Two at-bats, though, made it that way.

A potential third-inning rally gave the Maroons hope as they had first and second with one out and a runner already home on Saturday. Neither runner was able to advance as Edwardsville pitcher Alex Meyers escaped the jam with a strikeout and ground out, a stretch that illustrated Moline's 10-1 loss in the Class 4A Bloomington Sectional championship game at Jack Horenberger Field.

"We get a base hit there, maybe it changes the momentum," Moline coach Craig Schimmel said. "That's happened quite a few times within our season. We have a tough time with runners in scoring position. It happened today.

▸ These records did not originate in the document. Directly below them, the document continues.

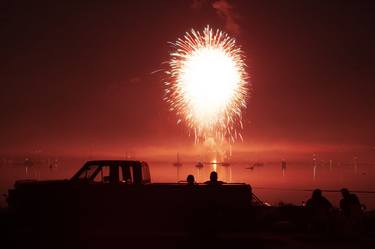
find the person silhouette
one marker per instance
(350, 204)
(213, 179)
(319, 210)
(190, 180)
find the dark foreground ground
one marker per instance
(271, 228)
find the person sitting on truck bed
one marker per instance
(213, 179)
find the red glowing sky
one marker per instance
(76, 75)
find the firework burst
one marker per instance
(207, 84)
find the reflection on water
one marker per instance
(290, 183)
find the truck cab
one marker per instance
(114, 172)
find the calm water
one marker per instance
(270, 183)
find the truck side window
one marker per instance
(126, 174)
(103, 175)
(88, 172)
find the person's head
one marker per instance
(190, 179)
(213, 176)
(317, 193)
(345, 192)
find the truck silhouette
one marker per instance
(117, 195)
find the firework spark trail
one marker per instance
(207, 84)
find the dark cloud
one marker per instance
(225, 10)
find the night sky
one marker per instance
(82, 73)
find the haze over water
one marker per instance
(269, 182)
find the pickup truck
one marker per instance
(118, 195)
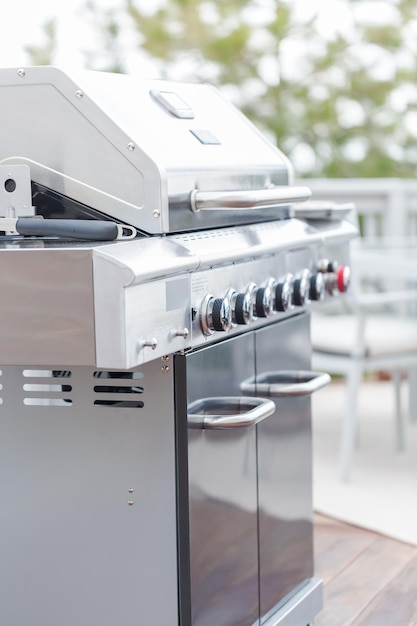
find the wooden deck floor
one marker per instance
(369, 579)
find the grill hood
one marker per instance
(163, 157)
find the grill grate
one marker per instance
(119, 389)
(58, 388)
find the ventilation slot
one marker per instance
(119, 389)
(46, 388)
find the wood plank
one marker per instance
(336, 546)
(396, 603)
(350, 591)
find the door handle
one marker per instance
(286, 383)
(247, 199)
(228, 412)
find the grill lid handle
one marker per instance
(228, 412)
(90, 230)
(247, 199)
(286, 383)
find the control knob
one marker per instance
(301, 289)
(317, 287)
(242, 307)
(264, 300)
(215, 314)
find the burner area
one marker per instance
(157, 271)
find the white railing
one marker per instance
(387, 207)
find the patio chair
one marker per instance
(371, 331)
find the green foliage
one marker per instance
(339, 99)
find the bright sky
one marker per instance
(21, 25)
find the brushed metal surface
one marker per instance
(223, 495)
(47, 306)
(126, 156)
(88, 515)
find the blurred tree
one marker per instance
(336, 92)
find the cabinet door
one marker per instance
(222, 493)
(284, 467)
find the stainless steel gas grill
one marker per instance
(156, 269)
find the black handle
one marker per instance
(92, 230)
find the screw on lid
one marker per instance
(342, 278)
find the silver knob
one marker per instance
(150, 343)
(264, 300)
(242, 308)
(343, 278)
(301, 288)
(317, 287)
(283, 291)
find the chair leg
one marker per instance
(399, 416)
(349, 427)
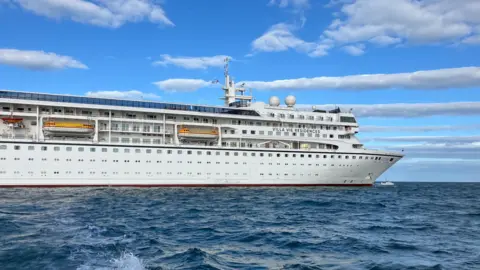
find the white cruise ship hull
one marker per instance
(28, 164)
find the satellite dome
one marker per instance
(274, 101)
(290, 101)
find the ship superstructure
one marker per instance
(62, 140)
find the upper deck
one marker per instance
(124, 103)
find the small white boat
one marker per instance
(387, 183)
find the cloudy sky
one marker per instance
(409, 69)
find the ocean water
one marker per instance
(411, 226)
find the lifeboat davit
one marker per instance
(68, 127)
(12, 120)
(200, 133)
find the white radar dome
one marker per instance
(274, 101)
(290, 101)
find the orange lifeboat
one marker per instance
(12, 120)
(198, 132)
(68, 127)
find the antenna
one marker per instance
(226, 60)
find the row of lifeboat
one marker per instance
(15, 122)
(68, 127)
(198, 132)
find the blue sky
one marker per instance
(170, 50)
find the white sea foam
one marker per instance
(127, 261)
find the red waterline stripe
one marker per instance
(192, 185)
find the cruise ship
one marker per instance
(52, 140)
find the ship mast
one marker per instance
(230, 95)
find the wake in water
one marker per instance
(414, 226)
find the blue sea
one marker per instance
(410, 226)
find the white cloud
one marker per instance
(182, 85)
(408, 109)
(384, 40)
(355, 50)
(280, 37)
(367, 128)
(193, 62)
(104, 13)
(414, 22)
(292, 3)
(132, 94)
(430, 79)
(38, 60)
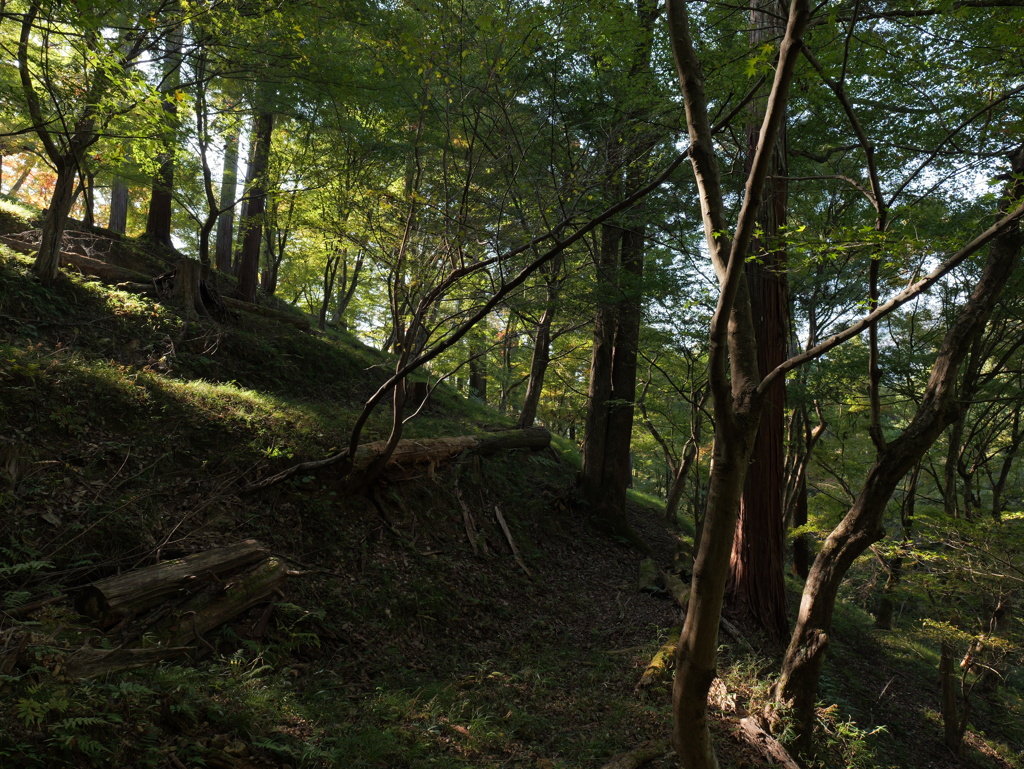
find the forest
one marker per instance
(535, 383)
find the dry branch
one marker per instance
(88, 265)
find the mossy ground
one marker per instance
(126, 434)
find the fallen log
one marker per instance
(411, 453)
(766, 744)
(210, 609)
(89, 663)
(658, 665)
(679, 590)
(640, 755)
(109, 600)
(90, 266)
(257, 309)
(181, 632)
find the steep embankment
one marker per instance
(409, 632)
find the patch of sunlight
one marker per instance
(17, 209)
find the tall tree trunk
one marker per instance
(47, 264)
(939, 408)
(592, 485)
(228, 186)
(119, 206)
(88, 199)
(252, 223)
(756, 580)
(999, 485)
(478, 371)
(27, 169)
(539, 364)
(158, 223)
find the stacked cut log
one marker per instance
(176, 603)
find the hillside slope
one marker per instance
(410, 633)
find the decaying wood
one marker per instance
(647, 577)
(411, 453)
(640, 756)
(467, 519)
(14, 644)
(90, 266)
(658, 665)
(679, 590)
(766, 744)
(89, 663)
(211, 608)
(181, 631)
(285, 317)
(508, 536)
(109, 600)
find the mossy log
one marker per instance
(658, 665)
(425, 453)
(90, 266)
(257, 309)
(766, 744)
(109, 600)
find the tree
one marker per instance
(739, 389)
(81, 102)
(756, 570)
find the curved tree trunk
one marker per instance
(47, 264)
(228, 185)
(158, 223)
(252, 223)
(756, 580)
(539, 365)
(862, 525)
(119, 206)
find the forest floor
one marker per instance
(127, 435)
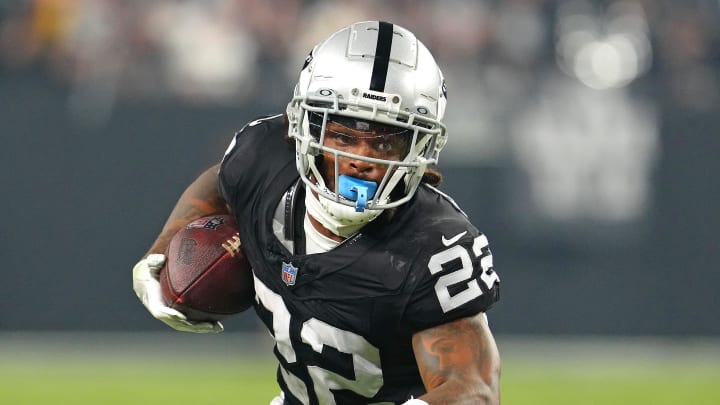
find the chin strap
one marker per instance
(342, 220)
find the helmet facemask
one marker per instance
(374, 79)
(413, 146)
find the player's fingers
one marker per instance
(155, 263)
(177, 320)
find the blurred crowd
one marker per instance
(546, 83)
(215, 51)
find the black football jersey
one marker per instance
(343, 320)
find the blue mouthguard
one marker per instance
(357, 190)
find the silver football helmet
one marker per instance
(378, 73)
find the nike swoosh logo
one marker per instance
(448, 242)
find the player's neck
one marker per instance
(324, 231)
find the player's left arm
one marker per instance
(459, 362)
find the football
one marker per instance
(206, 275)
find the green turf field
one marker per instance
(120, 372)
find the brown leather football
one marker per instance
(206, 275)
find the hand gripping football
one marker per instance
(206, 275)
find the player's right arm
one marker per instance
(201, 198)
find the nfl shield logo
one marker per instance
(289, 273)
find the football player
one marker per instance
(373, 283)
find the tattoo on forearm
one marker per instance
(450, 350)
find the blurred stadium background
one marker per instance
(584, 141)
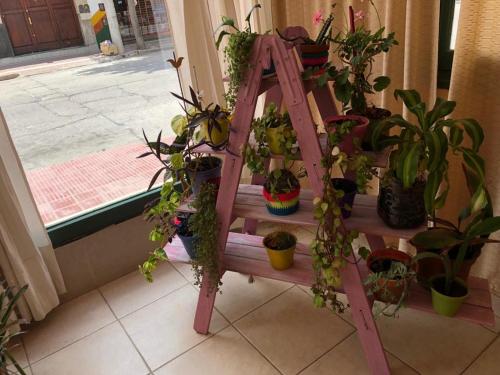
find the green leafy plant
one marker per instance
(204, 223)
(379, 284)
(257, 154)
(357, 49)
(8, 300)
(236, 53)
(357, 162)
(420, 149)
(281, 181)
(333, 245)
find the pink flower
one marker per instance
(359, 16)
(317, 17)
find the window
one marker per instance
(448, 25)
(76, 116)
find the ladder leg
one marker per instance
(363, 318)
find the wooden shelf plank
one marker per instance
(364, 218)
(379, 158)
(245, 254)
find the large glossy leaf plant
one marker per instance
(420, 148)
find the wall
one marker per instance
(5, 46)
(103, 256)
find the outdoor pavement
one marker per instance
(78, 130)
(65, 114)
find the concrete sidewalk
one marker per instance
(50, 61)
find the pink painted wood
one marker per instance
(275, 96)
(231, 172)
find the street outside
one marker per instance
(65, 114)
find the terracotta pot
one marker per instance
(395, 288)
(401, 208)
(357, 131)
(313, 55)
(429, 268)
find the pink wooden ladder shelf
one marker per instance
(244, 252)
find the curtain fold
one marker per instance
(474, 86)
(26, 254)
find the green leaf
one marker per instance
(485, 227)
(179, 124)
(436, 238)
(381, 83)
(410, 165)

"We couldn't get anything going."

Trailing 6-0 after Edwardsville scored four times in the second and added two more in the third, the Maroons (22-13) were faced with the same deficit for the second consecutive game. Moline scored seven unanswered runs in its sectional semifinal win over Joliet West, but the Tigers made sure their lead never was threatened.

Whenever Meyers needed a key out on the mound, he got one. The third inning epitomized his dominance.

After senior outfielder Braden Mosley's one-out, solo home run to left-center field got Moline on the board, Meyers allowed a single to Anfernee Crompton and a walk to Mitch Owens. Faced with his first real threat, Meyers struck out Andy Brill and got Brett Newberg to ground out to first.

"I thought we would gain momentum," Mosley said.

Instead, the Tigers (32-7) kept it.

Escaping the third-inning jam allowed Edwardsville to extend its lead. Back-to-back, run-scoring doubles from Brock Weimer and Aaron Jackson highlighted a the three-run fourth inning that gave the Tigers a 9-1 lead.

"They are a very consistent, solid team," Mosley said.

Pitching, though, was their strength on this day.

Moline had a runner reach base in six of the seven innings, but could only produce one run. Meyers, who entered with a 9-0 record and 0.69 ERA, allowed five hits and struck out six against two walks in 6 1/3 innings.

"Their pitching," Crompton said, "was dominant."

Only twice did a runner reach third base on Meyers.

"He was exceptional," Edwardsville coach Tim Funkhouser said. "He was sharp."

Forgotten in all this is how Edwardsville backed its pitcher.

Seven of the nine spots in the order produced a hit for the Tigers, who scored multiple runs in three innings. In winning its 16th sectional title, Edwardsville had 15 hits off three Moline pitchers.

"We tip our cap," Schimmel said. "They had 15 hits. Anytime someone gets 15 hits, you're going to have a tough time winning in this type of game."

As Schimmel put it, the Maroons " were never in that game."

"I don't know if we played with much energy," Schimmel said. "We have a roster full of 10 sophomores. I don't know if they were in awe of the moment. I don't know what the case is."

The Maroons do have a roster littered with youth, but they experienced a six-run comeback two days earlier and helped this team reach the sectional championship for the second consecutive year.

No doubt a painful loss. Then again, they do have something to build upon.

"Being so young, it sets a really good foundation for the future," Mosley said. "These guys are going to be able to do something big next year."